Ora, quando tratamos das hipóteses em que o aborto é descriminalizado no Brasil, estamos considerando, também em muito, mulheres que passaram por situações de violência sexual. Assim sendo, qualquer regulamentação a respeito do tratamento dessas vítimas, no hospital, precisa levar em conta o sofrimento advindo de um trauma. Nesse sentido, existe a chamada “Lei do Minuto Seguinte”, Lei 12.845/13, que determina:
“Art. 1o. Os hospitais devem oferecer às vítimas de violência sexual atendimento emergencial, integral e multidisciplinar, visando ao controle e ao tratamento dos agravos físicos e psíquicos decorrentes de violência sexual, e encaminhamento, se for o caso, aos serviços de assistência social.”
Em contrapartida, a Portaria do dia 23 de setembro, norma meramente administrativa e que não cria direitos e obrigações, preocupou-se em detalhar, fase a fase, todos os documentos e declarações que a gestante teria que fazer, e tem como primeiro passo um relato detalhado da violência sofrida. Em que medida é congruente, em termos de apoio psicológico, manter uma diretriz que revitimiza a mulher, fazendo-a repassar detalhes da violência sexual à que foi submetida, em tal momento de fragilidade?
A revitimização é uma violência institucional contra a qual juristas feministas vêm lutando há muito tempo, o que se reflete em instrumentos internacionais, como as Recomendações Gerais do Comitê para a Eliminação da Discriminação Contra as Mulheres, CEDAW, da ONU. Vide:
Recomendação Geral nº 33, de 2015, Sobre o Acesso das Mulheres à Justiça, ao tratar dos Códigos Penais, no parágrafo 47: “alguns códigos ou leis penais e/ou códigos de processo penal discriminam as mulheres: (…) b) ao criminalizar comportamentos que somente podem ser realizados por mulheres, como o aborto, (…).”
Recomendação Geral nº 35, de 2017, Sobre a Violência de Gênero contra as Mulheres, no parágrafo 18: “violações da saúde e dos direitos sexuais e reprodutivos das mulheres, tais como esterilizações forçadas, aborto forçado, gravidez forçada, criminalização do aborto, negação ou atraso do aborto seguro e de cuidados pós-aborto, continuação forçada de gravidez, abuso e maus-tratos de mulheres e meninas que procuram informações, produtos e serviços relacionados à saúde sexual e reprodutiva, são formas de violência de gênero que, dependendo das circunstâncias, podem ser equiparadas à tortura ou ao tratamento cruel, desumano ou degradante”.
Em suma, a nova Portaria, ainda que modificada, continua fazendo parte de um rol de práticas adotadas pelo Estado para tomar conta dos corpos femininos, para domar a sexualidade da mulher e podar o seu poder de escolha.
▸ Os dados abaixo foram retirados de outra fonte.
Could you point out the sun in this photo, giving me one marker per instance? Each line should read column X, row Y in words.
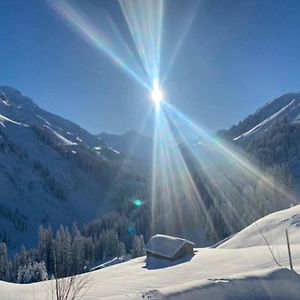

Serve, na verdade, para a manutenção das práticas de aborto na clandestinidade, ao passo que dificulta o acesso ao mesmo nos casos legais, o que retira das mulheres – principalmente daquelas que integram a população negra e em situação de alta vulnerabilidade econômica – a autonomia sobre o próprio corpo e o exercício de seus direitos. E aí é que estariam os soldados escondidos, prontos para nos direcionar à barbárie.